INTRODUCTION: Capecitabine is an oral prodrug of 5-Fluorouracil (5-FU). It is metabolized to its cytotoxic form, 5-FU, by the enzyme thymidine phosphorylase and is used to treat breast and gastrointestinal adenocarcinomas. The cerebellar toxicity of 5-FU is well known, and the median time from treatment initiation to development symptoms is 9 weeks. Neurotoxicity secondary to capecitabine is rare, but it has been described neuropathy and encephalopathy with confussion and ataxia. Neurological side effects are more frequent in patients with dihydropyrimidine dehydrogenase deficiency. We report a case of acute ataxia in a patient treated with capecitabine with complete resolution of the symptomatology with medication withdrawal PATIENTS AND METHODS: A 57-years-old woman with metastasic invasive ductal breast carcinoma, hormone receptor positive, with hepatic dissemination at diagnosis, treated with radiotherapy and phenolisation of the liver metastases. Two days after the beginning of capecitabine, the patient complained about instability and headache, what was worsening during the next few days, adding dysarthria, left lateropulsion and inability to walk. The patient didn't improve with prednisone 30 mg/day, and was admitted in hospital. Neurological evaluation showed nystagmus in all directions of gaze and normal saccadic movements, scanning dysarthria and dysmetria and postural tremor in left upper limb.
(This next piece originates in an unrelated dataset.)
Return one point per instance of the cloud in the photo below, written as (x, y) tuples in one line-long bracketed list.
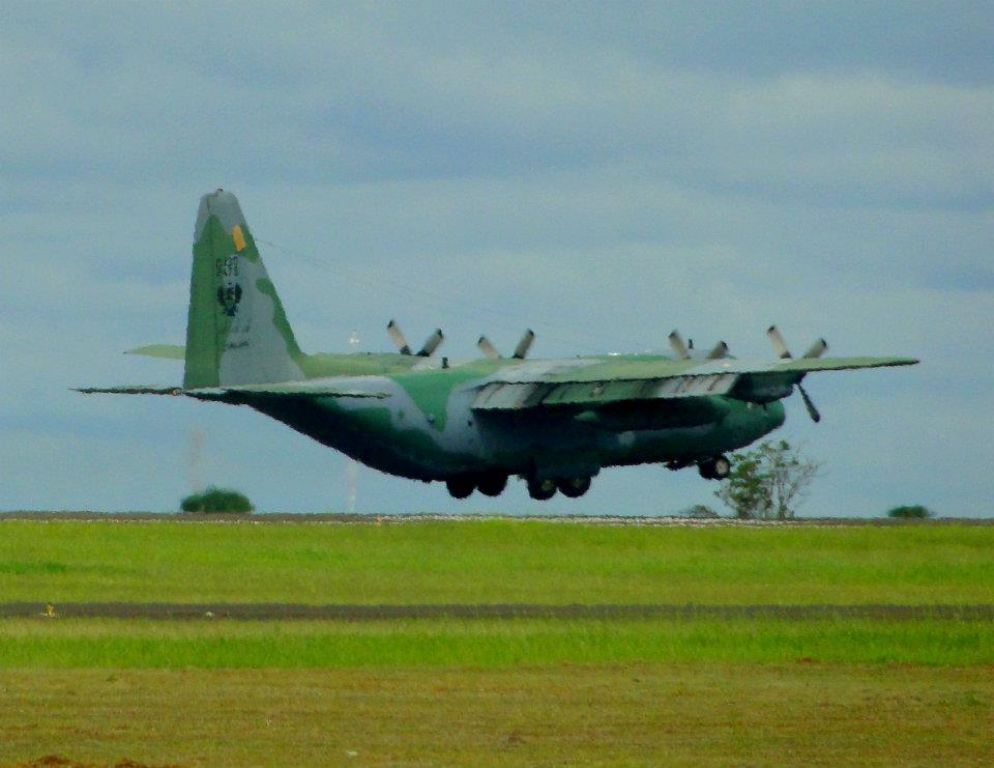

Truncal and gait ataxia was moderated. RESULTS: Laboratory blood test, included serum ammonia and thiamine were normal. MRI showed restricted diffusion in diffusion-weighted imaging in splenium of corpus callosum and in the posterior centrum semiovale. The changes in FLAIR and T2 secuences were subtle. Capecitabine was retired and added dexametasone 4mg/tid. The patient symptomatology improved in the next 24-48 h until full recovery. A new MRI one month later showed complete resolution of the diffusion and FLAIR changes. CONCLUSIONS: Acute ataxia and diffuse white matter encephalopathy can be a side effect of capecitabine. Onset of neurological symptoms is notably sooner than 5-FU. Despite the low frequency of neurological complications, clinicians must be aware. Resolution of symptomatology can be complete with the interruption of medication.